Call Risk. If interest rates fall, it is possible that issuers of debt securities with high interest rates will prepay or call their securities before their maturity dates. In this event, the proceeds from the called securities would likely be reinvested by an underlying fund in securities bearing the new, lower interest rates, resulting in a possible decline in an underlying fund's income and distributions to shareholders.

Cash/Cash Equivalents Risk. To the extent an underlying fund holds cash or cash equivalents rather than securities in which it primarily invests or uses to manage risk, the underlying fund may not achieve its investment objectives and may underperform.

Changing Fixed Income Market Conditions Risk. The current low interest rate environment was created in part by the Federal Reserve Board (FRB) and certain foreign central banks keeping the federal funds and equivalent foreign rates at or near zero. There is a risk that interest rates will rise when the FRB and central banks raise these rates. This risk is heightened due to the "tapering" of the FRB's quantitative easing program and other similar foreign central bank actions. This tapering and eventual increase in the federal funds and equivalent foreign rates may expose fixed income markets to heightened volatility and reduced liquidity for certain fixed income investments, particularly those with longer maturities. In addition, decreases in fixed income dealer market-making capacity may also potentially lead to heightened volatility and reduced liquidity in the fixed income markets. As a result, the value of an underlying fund's investments and share price may decline. Changes in central bank policies could also result in higher than normal shareholder redemptions, which could potentially increase portfolio turnover and an underlying fund's transaction costs.

Collateralized Loan Obligations Risk. In addition to the normal interest rate, default and other risks of fixed income securities, collateralized loan obligations carry additional risks, including the possibility that distributions from collateral securities will not be adequate to make interest or other payments, the quality of the collateral may decline in value or default, an underlying fund may invest in collateralized loan obligations that are subordinate to other classes, values may be volatile, and disputes with the issuer may produce unexpected investment results.

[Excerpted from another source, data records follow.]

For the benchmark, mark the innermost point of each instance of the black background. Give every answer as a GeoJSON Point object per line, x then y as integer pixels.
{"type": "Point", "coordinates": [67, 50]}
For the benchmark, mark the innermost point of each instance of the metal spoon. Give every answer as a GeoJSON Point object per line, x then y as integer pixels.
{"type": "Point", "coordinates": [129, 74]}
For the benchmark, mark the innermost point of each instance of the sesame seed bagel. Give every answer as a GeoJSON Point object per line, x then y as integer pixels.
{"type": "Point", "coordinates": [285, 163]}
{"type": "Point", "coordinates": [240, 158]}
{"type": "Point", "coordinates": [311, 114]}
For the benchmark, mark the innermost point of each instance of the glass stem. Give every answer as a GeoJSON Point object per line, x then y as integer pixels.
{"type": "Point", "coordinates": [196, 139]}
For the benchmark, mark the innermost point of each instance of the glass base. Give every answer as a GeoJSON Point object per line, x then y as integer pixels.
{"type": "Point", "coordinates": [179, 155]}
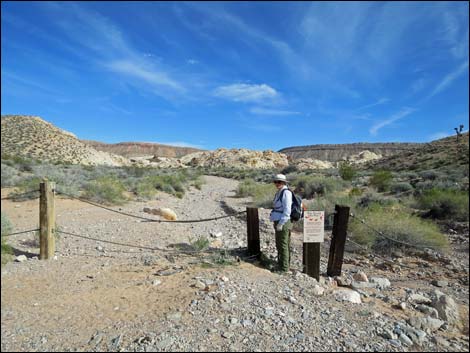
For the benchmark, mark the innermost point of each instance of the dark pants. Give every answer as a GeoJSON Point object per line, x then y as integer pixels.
{"type": "Point", "coordinates": [283, 245]}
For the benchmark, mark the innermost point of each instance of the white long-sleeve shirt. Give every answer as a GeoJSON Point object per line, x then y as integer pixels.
{"type": "Point", "coordinates": [281, 207]}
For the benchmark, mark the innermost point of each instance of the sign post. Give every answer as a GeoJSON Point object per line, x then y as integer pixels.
{"type": "Point", "coordinates": [314, 234]}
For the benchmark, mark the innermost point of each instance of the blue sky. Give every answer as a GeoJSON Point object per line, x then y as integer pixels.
{"type": "Point", "coordinates": [258, 75]}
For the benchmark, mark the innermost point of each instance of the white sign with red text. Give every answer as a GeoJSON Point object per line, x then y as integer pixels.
{"type": "Point", "coordinates": [314, 226]}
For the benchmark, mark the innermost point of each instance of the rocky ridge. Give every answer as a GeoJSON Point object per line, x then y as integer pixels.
{"type": "Point", "coordinates": [338, 152]}
{"type": "Point", "coordinates": [33, 137]}
{"type": "Point", "coordinates": [141, 149]}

Concentration Risk. To the extent an underlying fund invests a greater amount in any one sector or industry, an underlying fund's performance will depend to a greater extent on the overall condition of the sector or industry, and there is increased risk to an underlying fund if conditions adversely affect that sector or industry.

Convertible Securities Risk. An underlying fund may own convertible securities, the value of which may be affected by market interest rates, the risk that the issuer will default, the value of the underlying stock or the right of the issuer to buy back the convertible securities.

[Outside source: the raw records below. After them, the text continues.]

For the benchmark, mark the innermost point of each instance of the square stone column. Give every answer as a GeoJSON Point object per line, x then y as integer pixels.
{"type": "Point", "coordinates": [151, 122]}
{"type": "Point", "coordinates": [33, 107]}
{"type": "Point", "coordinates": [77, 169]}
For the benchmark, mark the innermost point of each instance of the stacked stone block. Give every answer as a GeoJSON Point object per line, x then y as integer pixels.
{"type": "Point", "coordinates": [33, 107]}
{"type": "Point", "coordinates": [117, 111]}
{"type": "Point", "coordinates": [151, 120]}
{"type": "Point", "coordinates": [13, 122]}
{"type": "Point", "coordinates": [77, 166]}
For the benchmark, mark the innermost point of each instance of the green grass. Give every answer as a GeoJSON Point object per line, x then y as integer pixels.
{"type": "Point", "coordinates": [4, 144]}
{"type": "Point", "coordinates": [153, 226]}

Credit Linked Notes Risk. Risks of credit linked notes include those risks associated with the underlying reference obligation including but not limited to market risk, interest rate risk, credit risk, default risk and foreign currency risk. In the case of a credit linked note created with credit default swaps, the structure will be "funded" such that the par amount of the security will represent the maximum loss that could be incurred on the investment and no leverage is introduced. An investor in a credit linked note bears counterparty risk or the risk that the issuer of the credit linked note will default or become bankrupt and not make timely payment of principal and interest of the structured security.

Credit Risk. The issuer of instruments in which an underlying fund invests may be unable to meet interest and/or principal payments, thereby causing its instruments to decrease in value and lowering the issuer's credit rating.

Currency/Exchange Rate Risk. The dollar value of an underlying fund's foreign investments will be affected by changes in the exchange rates between the dollar and the currencies in which those investments are traded.

Defaulted Securities Risk. Defaulted securities involve the substantial risk that principal will not be repaid. Defaulted securities and any securities received in an exchange for such securities may be subject to restrictions on resale.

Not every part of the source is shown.